Dün keyfim çok yerindeydi ve kendimi daha da iyi hissetmek için, şehrin çöplüğüne gittim…
Uçsuz bucaksız bir tepenin üzerinde, daha büyük bir tepe oluşmuştu çöplerden, rengarenktiler ve irili ufaklı. Arada esen rüzgarla salınıyorlar ve o keşif, tarifi mümkünsüz koku, dalga dalga içime işliyordu. Solunum sistemim bayram ediyor, midem başka bir şenlik yaşıyor, manzaranın eşsizliği gözlerimi yaşartıyordu. Vermeer’i ve Monet’i çıldırtacak bir güzellikti. Dans eden renkler ve kokuların inanılmaz uyumunda nirvanayı yaşamıyor, nirvananın kendisi oluyordum. Sesleri de vardı, hatta Paganini’yi hatta Beethoven’ı kıskandıracak bir senfoniye dönüşüyordu. Sonsuz ve eksiksiz bir güzelliğin içinde… Şükürdeydim.
Gelişi güzel oraya atılmış, kamyonlarla taşınıp oraya boca edilmiş çöplerin arasında dolaşmaya başladım, beni dayanılmaz bir güdüyle içine çekiyordu. Neleri oraya attığımızla ilgiliydim, çünkü insanı tanımak böyle bir şeydi ve bir yönetmen insanı tanımaktan daha fazla neye yükselebilirdi ki…
Çokça onur atılmıştı, belki onurdan çok gurur. Hatırı sayılır miktarda dürüstlük. Bilgi ve tecrübenin de sayısı epey fazlaydı. Namus da vardı ama oraya öylesine atılmış mertliğin yanında yoğunluğu azdı. Cesaret de yeter miktardaydı. Ben çocukken babamın bana öğrettiği erdemlerin hemen hemen hepsi oradaydı.
Ama mesela, para hiç yoktu!
Bir mertliğin yanına eğildim, "Nedir?" dedim. "Neden en çok sen buradasın?" "Sorma" dedi, bu çöplükte en acayip durum benimkisi, züğürtlük beni bozuyordu ve üzülüyordum, para da beni buraya düşürdü. Parayla da parasız da ben, ben olamadım. "Sorun sende değil" diyemedim teselliye zaten yokum ve içli içli ağlarken yanından ayrıldım.
Atık nezaketten oluşmuş bir tümseğin üstüne çıktım ve evet o sigarayı yaktım, çöplüğün huzuruna kendimi bırakmıştım ki arkamdan bir el uzanıp sağ omuzuma dokundu. Döndüm eski bir dostun yüzüyle karşılaştım. Elinde bağlaması, derin derin gözlerime baktı, birbirini anlayan kırık tebessümlerle biraz sustuk. "Epeydir gelmedin evde bekliyorum" dedi. Cevabımı beklemedi, döndü ve gitti, yarım asır daha orada kalıp sigaramı içtim. Yüreğimde taşıyıp, atmadığım çöplerimi düşündüm uzun uzun. Erdemleri…

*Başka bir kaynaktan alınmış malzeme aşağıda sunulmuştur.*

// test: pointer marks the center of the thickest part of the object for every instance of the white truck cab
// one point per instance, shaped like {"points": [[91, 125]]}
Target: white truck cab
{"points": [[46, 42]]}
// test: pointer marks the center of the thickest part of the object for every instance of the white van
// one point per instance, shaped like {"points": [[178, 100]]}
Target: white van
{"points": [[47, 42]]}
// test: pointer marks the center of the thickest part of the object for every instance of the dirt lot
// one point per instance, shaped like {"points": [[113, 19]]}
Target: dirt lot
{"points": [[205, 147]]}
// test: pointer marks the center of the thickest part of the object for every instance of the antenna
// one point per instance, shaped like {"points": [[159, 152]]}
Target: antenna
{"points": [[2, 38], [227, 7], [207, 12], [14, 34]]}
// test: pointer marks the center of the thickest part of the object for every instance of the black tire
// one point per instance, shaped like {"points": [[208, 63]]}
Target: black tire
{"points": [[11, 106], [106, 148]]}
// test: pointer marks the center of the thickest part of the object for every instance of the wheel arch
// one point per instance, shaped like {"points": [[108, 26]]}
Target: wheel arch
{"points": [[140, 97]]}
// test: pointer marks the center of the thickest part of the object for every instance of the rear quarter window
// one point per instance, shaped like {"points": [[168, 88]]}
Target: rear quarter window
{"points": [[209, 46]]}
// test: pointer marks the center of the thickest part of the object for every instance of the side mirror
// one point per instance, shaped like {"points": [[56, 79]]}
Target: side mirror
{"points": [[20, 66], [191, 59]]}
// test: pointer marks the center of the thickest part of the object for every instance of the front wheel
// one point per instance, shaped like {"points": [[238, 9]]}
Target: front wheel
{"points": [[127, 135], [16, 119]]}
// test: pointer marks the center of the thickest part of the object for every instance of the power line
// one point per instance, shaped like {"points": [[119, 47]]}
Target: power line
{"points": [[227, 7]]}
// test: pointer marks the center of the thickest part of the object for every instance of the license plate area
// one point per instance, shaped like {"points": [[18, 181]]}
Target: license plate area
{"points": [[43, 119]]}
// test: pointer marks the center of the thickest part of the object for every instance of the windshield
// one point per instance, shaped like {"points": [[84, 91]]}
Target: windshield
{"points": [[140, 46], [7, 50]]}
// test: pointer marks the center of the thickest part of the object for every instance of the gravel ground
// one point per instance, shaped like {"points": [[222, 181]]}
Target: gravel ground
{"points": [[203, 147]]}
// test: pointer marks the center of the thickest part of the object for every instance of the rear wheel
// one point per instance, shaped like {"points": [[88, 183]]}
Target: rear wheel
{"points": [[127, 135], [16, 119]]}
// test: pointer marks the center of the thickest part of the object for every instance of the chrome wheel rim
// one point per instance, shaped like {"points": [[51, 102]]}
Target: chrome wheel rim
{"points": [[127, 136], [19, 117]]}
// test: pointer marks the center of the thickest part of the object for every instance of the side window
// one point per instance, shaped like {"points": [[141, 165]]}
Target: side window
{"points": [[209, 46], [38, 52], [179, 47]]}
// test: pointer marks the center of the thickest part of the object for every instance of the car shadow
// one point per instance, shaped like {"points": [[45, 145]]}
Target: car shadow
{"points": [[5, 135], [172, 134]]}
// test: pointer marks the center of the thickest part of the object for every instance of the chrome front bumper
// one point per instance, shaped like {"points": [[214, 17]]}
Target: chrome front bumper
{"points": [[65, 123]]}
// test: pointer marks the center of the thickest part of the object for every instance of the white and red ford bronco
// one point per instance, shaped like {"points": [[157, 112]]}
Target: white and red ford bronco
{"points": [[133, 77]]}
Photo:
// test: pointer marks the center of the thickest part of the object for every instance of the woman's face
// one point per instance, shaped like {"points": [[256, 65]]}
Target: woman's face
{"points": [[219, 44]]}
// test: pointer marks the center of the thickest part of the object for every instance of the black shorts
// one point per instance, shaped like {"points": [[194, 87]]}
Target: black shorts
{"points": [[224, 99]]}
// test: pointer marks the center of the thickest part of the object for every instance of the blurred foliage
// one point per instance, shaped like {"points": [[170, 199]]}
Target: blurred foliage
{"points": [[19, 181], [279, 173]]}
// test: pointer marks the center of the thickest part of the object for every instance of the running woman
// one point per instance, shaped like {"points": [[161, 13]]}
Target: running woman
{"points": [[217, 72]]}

Yerim dar olmasa bir okyanus kadar anlatırdım da, malum işte. Daha yazmadıklarımı gidip şehrin çöplüğünde siz de tadabilirsiniz.
O dostun evine gittim, bir Anadolu ereni nasıl misafirini karşılarsa öyleydi yüzü. Zaten güzel adamdı, daha da güzel gördüm. Dertle harman olmayı bilen, bağlamasıyla har olan, sesiyle de yakan bir adam. Hem de adam kere adam. Biz muhabbet deriz aşkla yapılan sohbete. Oturduk mu muhabbete, gecenin de günün de hükmü kalmaz. Taşıması da kaldırması da zor bir derinlikte, dem olur, demlenerek konuşuruz, konuştuk da; Anadan, babadan, yardan, memleketten ve hayattan… Biraz ağladık, biraz sustuk, biraz o çaldı biraz ben dinledim, biraz o söyledi, biraz ben yürüdüm. "Odun" der sazına. Ve o odundan en güzel sesi çıkaran adamlardandır.
Kaçıncı günün sabahıydı evinden ayrıldığım, hesaplamadım. Bizde sevdiğine götürdüğünü saymazsın çünkü. Dostla oturmak bir sevgi meselesidir çünkü. Neyse…
Son bir söyle usta dediğimde o, "Senin ordan olsun o da Hacel Obası olsun" dedi.
Hacel obasını engin mi sandın
Ayağında potini var zengin mi sandın
Her olur olmazı dengin mi sandın
Ay da geçti göremedim ben seni
Mehmet’le sarıldık soyadı zaten yazıda var, ve bir kan uykusuna yattım.
Çöpünüz de sizin olsun, paranız da… İsimli rüyaya.